To reach the last couple falls, the trail completely disappears as hikers are walking up the flowing stream. Prepare to wind up barefoot, or wear shoes that can get wet.

In addition to the main trail, there is a three-mile primitive trail loop. As opposed to the wide and well-maintained main trail, the primitive trail is a single track through the forest without any assisting elements like staircases or railings. The primitive trail is marked by white blazes, and reaches a couple more waterfalls off the main trail.

While no one would confuse hiking in Clark Creek with climbing a mountain, gaining 300 feet of elevation can be exciting for Baton Rougeans who are used to living life at sea level. Expect this hike to be a little more strenuous than local hikes, but the payoffs will be better from the top of the falls.

Clark Creek is a popular weekend escape, and on Saturdays and Sundays the parking area fills up with a fairly even mix of Louisiana and Mississippi license plates. On weekdays the trail is a little more deserted, allowing hikers to experience the solitude of the woods.

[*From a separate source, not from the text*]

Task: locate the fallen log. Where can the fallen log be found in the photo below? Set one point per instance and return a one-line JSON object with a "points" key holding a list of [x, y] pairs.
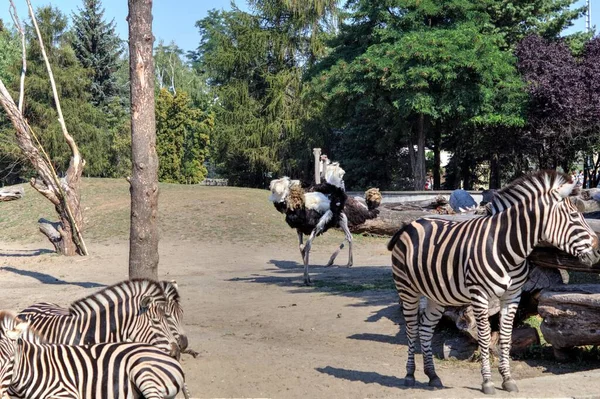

Even on a busy day, the majority of people stay on the first two waterfalls, which means that an intrepid adventurer will still get some alone time on the trail.

It’s a tradition to stop at the Pond Store after the hike. The store has been in operation since the 1850s, and features a small selection of snacks as well as celebratory beer and cold drinks. Don’t forget to sign the store’s guest register before partaking in your celebration at the picnic table on the deck.

Many people in Baton Rouge actually are aware of the Clark Creek area, but erroneously call it “Tunica Falls”. This makes it easy to confuse Clark Creek with the Tunica Hills Wildlife Management Area, which is actually in Louisiana.

As a matter of fact, the road to Clark Creek is so small it doesn’t feature a “Welcome to Mississippi” sign, meaning some people who have done the hike didn’t even realize they had left the state.

There are a few signs with maps along the main hiking trail, but they are in poor condition and shouldn’t be relied upon. The main trail is marked fairly well, but if you’re worried about getting lost, you can stop at the St. Francisville Visitors Center to pick up a paper map on your trip north. They’ll also give you a road map to make sure you don’t get lost before you even get there!